Che l’approccio al divino contenuto nel primo trattato del Corpus Hermeticum (il Poimandres, per l’appunto) sia di stampo religioso è dato incontrovertibile: basterebbe sottolineare quanto viene detto nel paragrafo 1, ovvero che le sensazioni fisiche di Ermete cadono in un torpore e poi in un sonno che, tipicamente, precede le visioni. Gli esempi di un simile fenomeno in seno alle religioni monoteiste si sprecano, non solo per il mondo cristiano, ma anche per quello musulmano (basti ricordare Maometto e i mistici del Sufismo) e per quello ebraico. Quanto al cristianesimo, si possono ricordare S. Caterina da Siena, S. Giovanni della Croce e S. Teresa d’Avila. In seno alla Bibbia, il sonno diviene la condizione umana all’interno della quale Yahvé fa conoscere la sua volontà (cf Numeri 12.6; 1 Samuele 28,6). Il paragrafo 3 stabilisce programmaticamente il cammino di conoscenza di Dio: dalle creature alla loro natura, e da questa alla natura di dio. La conoscenza di dio è il vertice del processo conoscitivo. Tuttavia, sarebbe meglio tradurre ὁ ϑεός come “il dio”, per non incorrere nell’ingenua sovrapposizione di concetto del dio cristiano su quello pagano.

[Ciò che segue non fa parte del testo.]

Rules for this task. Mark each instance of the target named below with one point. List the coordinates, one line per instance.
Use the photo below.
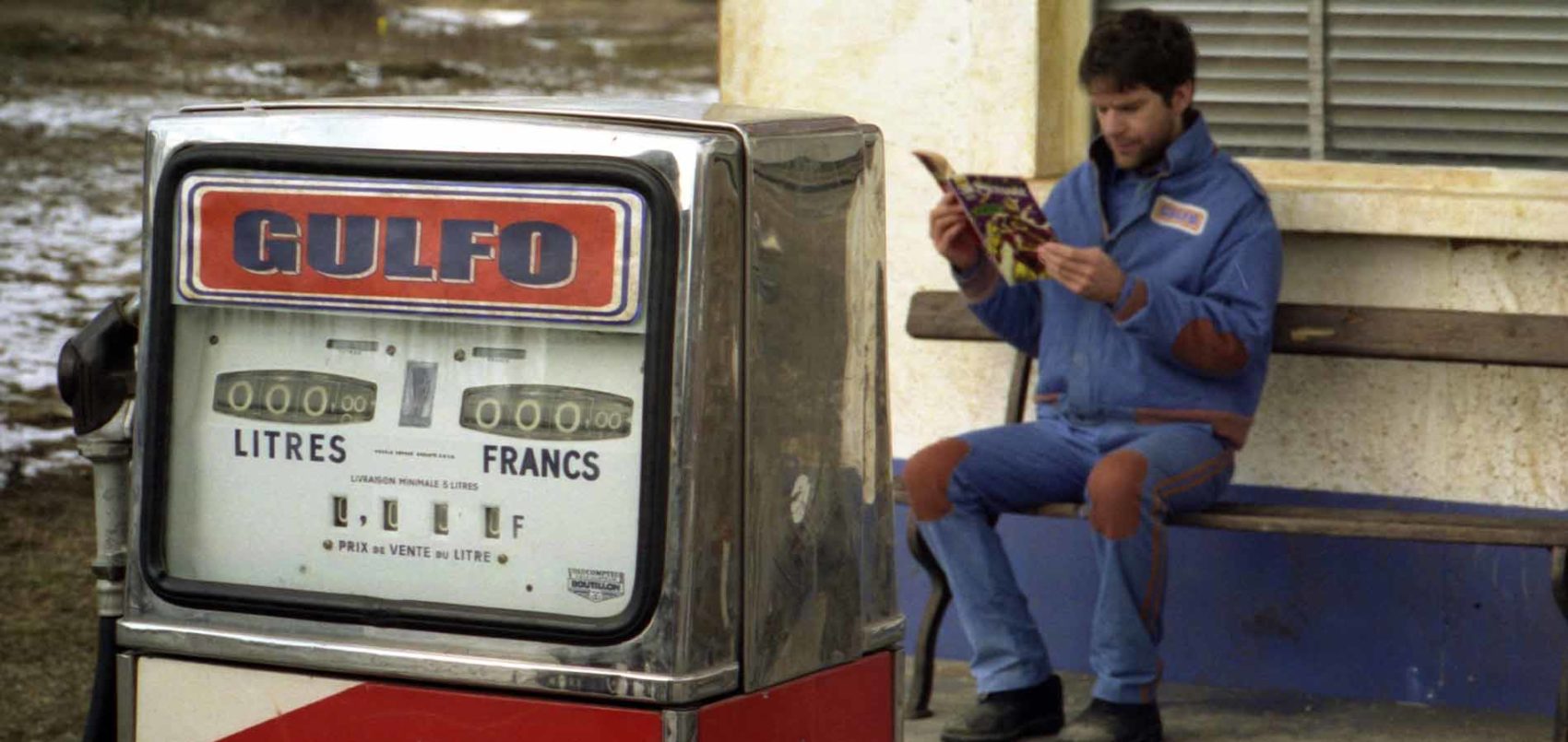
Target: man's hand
(1086, 271)
(952, 235)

1 Tale destino è da intendere secondo una concezione tipicamente stoica, come quella riportata da Diogene Laerzio dalle Massime capitali di Epicuro, che parla di fato come concatenazione causale delle cose, o ragione secondo la quale il mondo si governa. Il pensiero di Cicerone a tal riguardo offre un ulteriore approfondimento, contenuto in De divinatione, I: è la verità eterna fluente da tutta l’eternità. Perché così essendo, nulla è avvenuto che non sia stato futuro e nulla ugualmente è futuro, di cui la natura non contenga le cause produttrici. Il fato è, dunque, ciò che si dice in senso naturale come causa eterna delle cose.
2 Marc PHILONENKO, Le Poimandrès et la liturgie juive, in Les syncrétismes dans les religions de l’antiquité, a cura di Françoise DUNAND e Pierre LEVEQUE, Leiden 1975, pp. 204-211.